Section 2.07 Representations and Warranties of the Company.  The Company hereby represents and warrants that it has the power and authority to execute, deliver and carry out the terms and provisions of the Agreement as amended by this Amendment and to consummate the transactions contemplated hereby and thereby, and that this Amendment has been duly and validly authorized, executed and delivered by the Company, constitutes a valid and binding obligation and agreement of the Company and is enforceable against the Company in accordance with its terms.

Section 2.08 Resignation Letter of PL Capital Designee.
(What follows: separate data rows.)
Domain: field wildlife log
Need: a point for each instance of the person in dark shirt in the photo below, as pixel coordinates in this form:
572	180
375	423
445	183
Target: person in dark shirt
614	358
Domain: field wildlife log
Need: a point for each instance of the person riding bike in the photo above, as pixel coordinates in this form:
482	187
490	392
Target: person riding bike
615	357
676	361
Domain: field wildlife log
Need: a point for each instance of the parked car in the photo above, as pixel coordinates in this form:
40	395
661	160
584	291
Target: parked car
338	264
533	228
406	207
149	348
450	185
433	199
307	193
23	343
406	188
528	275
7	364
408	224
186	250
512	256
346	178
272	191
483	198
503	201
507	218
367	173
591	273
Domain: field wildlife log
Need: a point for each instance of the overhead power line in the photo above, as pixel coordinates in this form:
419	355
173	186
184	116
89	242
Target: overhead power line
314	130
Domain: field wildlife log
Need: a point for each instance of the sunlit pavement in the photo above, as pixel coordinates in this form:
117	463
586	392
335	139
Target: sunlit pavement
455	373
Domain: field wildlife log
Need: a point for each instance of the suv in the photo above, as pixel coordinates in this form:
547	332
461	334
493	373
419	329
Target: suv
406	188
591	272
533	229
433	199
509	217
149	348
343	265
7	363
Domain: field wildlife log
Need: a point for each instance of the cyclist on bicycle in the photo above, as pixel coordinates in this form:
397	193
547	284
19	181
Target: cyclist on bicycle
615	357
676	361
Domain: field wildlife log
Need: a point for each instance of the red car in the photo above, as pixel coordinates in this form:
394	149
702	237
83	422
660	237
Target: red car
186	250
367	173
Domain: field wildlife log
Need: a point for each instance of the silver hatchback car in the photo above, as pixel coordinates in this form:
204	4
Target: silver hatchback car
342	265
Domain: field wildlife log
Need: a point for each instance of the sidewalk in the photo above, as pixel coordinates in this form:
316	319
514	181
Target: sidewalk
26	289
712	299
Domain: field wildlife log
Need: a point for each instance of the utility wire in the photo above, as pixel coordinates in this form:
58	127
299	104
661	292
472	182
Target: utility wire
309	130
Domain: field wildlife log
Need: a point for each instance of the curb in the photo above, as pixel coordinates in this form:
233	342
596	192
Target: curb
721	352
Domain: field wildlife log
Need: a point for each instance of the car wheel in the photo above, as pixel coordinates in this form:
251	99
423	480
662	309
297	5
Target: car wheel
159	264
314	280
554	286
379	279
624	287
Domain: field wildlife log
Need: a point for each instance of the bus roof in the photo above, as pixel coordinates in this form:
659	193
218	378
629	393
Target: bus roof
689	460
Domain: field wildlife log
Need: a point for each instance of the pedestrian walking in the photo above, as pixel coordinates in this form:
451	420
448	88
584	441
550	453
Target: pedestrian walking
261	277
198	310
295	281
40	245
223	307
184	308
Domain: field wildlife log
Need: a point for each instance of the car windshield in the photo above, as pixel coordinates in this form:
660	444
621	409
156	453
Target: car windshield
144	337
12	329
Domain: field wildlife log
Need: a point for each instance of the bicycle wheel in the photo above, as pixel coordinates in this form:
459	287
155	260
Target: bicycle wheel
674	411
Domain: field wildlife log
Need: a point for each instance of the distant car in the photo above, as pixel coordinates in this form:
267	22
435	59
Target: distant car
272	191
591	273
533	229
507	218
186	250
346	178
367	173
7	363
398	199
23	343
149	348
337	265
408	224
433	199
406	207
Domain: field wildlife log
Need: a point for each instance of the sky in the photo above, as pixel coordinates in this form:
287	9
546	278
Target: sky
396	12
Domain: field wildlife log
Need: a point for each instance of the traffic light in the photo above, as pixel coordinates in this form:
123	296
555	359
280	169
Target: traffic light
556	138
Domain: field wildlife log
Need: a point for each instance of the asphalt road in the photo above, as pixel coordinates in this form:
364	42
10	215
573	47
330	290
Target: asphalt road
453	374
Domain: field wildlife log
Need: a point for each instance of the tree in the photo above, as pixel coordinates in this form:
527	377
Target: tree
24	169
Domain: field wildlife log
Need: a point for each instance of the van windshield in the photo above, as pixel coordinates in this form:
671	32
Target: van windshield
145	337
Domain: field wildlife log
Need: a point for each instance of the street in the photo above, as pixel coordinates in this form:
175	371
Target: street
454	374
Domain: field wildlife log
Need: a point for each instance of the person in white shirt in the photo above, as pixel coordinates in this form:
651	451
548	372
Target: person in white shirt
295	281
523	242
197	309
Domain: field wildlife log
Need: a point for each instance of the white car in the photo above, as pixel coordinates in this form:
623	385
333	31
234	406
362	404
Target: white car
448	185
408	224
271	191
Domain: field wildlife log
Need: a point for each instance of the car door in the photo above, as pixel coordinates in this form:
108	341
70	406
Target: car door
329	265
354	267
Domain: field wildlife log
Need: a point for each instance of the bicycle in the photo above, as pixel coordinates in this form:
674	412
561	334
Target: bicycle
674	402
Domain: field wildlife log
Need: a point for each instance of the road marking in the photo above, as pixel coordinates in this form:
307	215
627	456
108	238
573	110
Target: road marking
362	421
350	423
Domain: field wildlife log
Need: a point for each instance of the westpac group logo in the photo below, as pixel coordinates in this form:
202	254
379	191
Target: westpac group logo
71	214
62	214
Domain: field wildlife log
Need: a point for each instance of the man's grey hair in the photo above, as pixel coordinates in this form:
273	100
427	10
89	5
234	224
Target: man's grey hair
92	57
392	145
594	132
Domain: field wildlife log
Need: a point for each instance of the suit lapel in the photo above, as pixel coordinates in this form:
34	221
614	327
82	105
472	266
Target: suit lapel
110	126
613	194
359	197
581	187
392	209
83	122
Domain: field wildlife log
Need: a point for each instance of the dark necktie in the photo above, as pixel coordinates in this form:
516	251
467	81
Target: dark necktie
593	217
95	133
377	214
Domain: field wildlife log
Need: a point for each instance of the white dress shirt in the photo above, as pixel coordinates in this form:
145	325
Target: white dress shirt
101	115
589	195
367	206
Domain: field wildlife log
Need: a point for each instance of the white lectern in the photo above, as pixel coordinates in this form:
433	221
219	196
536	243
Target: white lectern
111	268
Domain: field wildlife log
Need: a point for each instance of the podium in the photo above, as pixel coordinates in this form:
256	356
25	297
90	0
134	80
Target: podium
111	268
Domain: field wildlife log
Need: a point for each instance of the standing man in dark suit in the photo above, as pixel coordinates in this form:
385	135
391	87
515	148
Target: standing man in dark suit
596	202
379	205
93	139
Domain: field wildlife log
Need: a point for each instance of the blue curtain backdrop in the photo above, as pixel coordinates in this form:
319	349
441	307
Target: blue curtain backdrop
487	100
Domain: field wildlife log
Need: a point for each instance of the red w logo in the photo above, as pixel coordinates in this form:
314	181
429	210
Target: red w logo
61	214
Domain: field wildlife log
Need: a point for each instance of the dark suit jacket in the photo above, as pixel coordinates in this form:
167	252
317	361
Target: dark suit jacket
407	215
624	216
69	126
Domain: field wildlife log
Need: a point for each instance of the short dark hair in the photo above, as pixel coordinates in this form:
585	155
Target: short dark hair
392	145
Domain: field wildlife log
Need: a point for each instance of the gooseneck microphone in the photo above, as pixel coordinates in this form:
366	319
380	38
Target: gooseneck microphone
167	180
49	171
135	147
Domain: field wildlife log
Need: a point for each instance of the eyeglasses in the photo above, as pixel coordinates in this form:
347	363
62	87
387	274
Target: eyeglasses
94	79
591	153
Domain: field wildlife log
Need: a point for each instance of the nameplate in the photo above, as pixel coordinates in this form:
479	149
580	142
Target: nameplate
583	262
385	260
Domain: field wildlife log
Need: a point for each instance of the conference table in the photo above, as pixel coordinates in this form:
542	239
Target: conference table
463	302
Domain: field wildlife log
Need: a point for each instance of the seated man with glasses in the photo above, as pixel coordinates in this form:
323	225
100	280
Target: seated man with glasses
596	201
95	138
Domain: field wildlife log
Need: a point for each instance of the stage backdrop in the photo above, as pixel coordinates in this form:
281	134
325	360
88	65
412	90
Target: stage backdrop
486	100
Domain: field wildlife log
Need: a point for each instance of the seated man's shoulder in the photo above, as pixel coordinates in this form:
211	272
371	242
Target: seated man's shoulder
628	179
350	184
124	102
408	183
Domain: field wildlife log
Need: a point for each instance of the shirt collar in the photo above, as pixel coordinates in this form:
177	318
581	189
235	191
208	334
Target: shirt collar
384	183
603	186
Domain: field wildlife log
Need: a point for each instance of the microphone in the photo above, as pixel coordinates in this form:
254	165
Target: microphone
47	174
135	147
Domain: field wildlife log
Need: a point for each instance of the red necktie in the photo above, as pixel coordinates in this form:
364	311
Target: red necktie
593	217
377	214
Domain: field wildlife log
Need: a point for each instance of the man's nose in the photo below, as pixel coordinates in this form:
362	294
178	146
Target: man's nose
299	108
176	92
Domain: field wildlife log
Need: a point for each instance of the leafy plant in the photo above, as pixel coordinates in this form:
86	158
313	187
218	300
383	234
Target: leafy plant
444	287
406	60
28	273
Prior to the execution of this Amendment, the PL Capital Designee has executed and delivered to Old Point an irrevocable resignation as director in the form attached hereto as Exhibit A.


[Signature pages follow]

IN WITNESS WHEREOF, the parties hereto have caused this instrument to be executed by their duly authorized officers as of the day and year first above written.


OLD POINT FINANCIAL CORPORATION
By:  /s/ Robert F. Shuford Jr. 
Name: Robert F. Shuford, Jr.
Title: Chairman
FINANCIAL EDGE FUND, L.P.,
By:  /s/ Richard J. Lashley 
Name: Richard J. Lashley
Title:Managing Member, PL Capital LLC, General Partner
FINANCIAL EDGE-STRATEGIC FUND, L.P.
By:  /s/ Richard J. Lashley 
Name: Richard J. Lashley
Title:Managing Member, PL Capital LLC, General Partner
PL CAPITAL/FOCUSED FUND, L.P.
By:  /s/ Richard J. Lashley 
Name: Richard J. Lashley
Title:Managing Member, PL Capital LLC, General Partner
PL CAPITAL, LLC
By:  /s/ Richard J. Lashley 
Name: Richard J. Lashley
Title: Managing Member


PL CAPITAL ADVISORS, LLC
By:  /s/ Richard J. Lashley 
Name: Richard J. Lashley
Title: Managing Member
GOODBODY/PL CAPITAL, L.P.
By:  /s/ Richard J. Lashley 
Name: Richard J. Lashley
Title:Managing Member, Goodbody PL Capital LLC, General Partner
GOODBODY/PL CAPITAL, LLC
By:  /s/ Richard J. Lashley 
Name: Richard J. Lashley
Title: Managing Member
JOHN W. PALMER
/s/ John W. Palmer 
John W. Palmer
RICHARD J. LASHLEY
/s/ Richard J. Lashley 
Richard J. Lashley
WILLIAM F. KEEFE
/s/ William F. Keefe 
William F. Keefe


EXHIBIT A

August 12, 2021
Board of Directors
Old Point Financial Corporation
1 West Mellen Street
Hampton, Virginia 23663
Re: Resignation
Ladies and Gentlemen:
This irrevocable resignation is delivered pursuant to that certain Settlement Agreement dated as of March 15, 2016, as amended to date (the “Agreement”), by and among (a) Old Point Financial Corporation, a Virginia corporation (the “Company”); (b) Financial Edge Fund, L.P., a Delaware limited partnership, Financial Edge-Strategic Fund, L.P., a Delaware limited partnership, PL Capital/Focused Fund, L.P., a Delaware limited partnership, PL Capital, LLC, a Delaware limited liability company (“PL Capital”), PL Capital Advisors, LLC, a Delaware limited liability company (“PL Capital Advisors”), Goodbody/PL Capital, L.P., a Delaware limited partnership, Goodbody/PL Capital, LLC, a Delaware limited liability company (“Goodbody/PL LLC”), John W. Palmer and Richard J. Lashley, as Managing Members of PL Capital, PL Capital Advisors and Goodbody/PL LLC (collectively, the “PL Capital Group”); and (c) Mr. William F. Keefe (“Mr. Keefe”). Capitalized terms used herein but not defined shall have the meaning set forth in the Agreement.
Effective immediately upon (i) such time as the PL Capital Group’s ownership in the Company falls below 5% of the outstanding Common Stock or (ii) the Termination Date, I hereby irrevocably resign from my position as a director of the board of directors of the Company (the “Board”) and of The Old Point National Bank of Phoebus (the “Bank Board”) and from any and all committees of the Board and of the Bank Board on which I serve.  I acknowledge that upon such resignation I shall have no rights to nominate, recommend, appoint or participate in a Board or Bank Board vote in respect of any replacement director.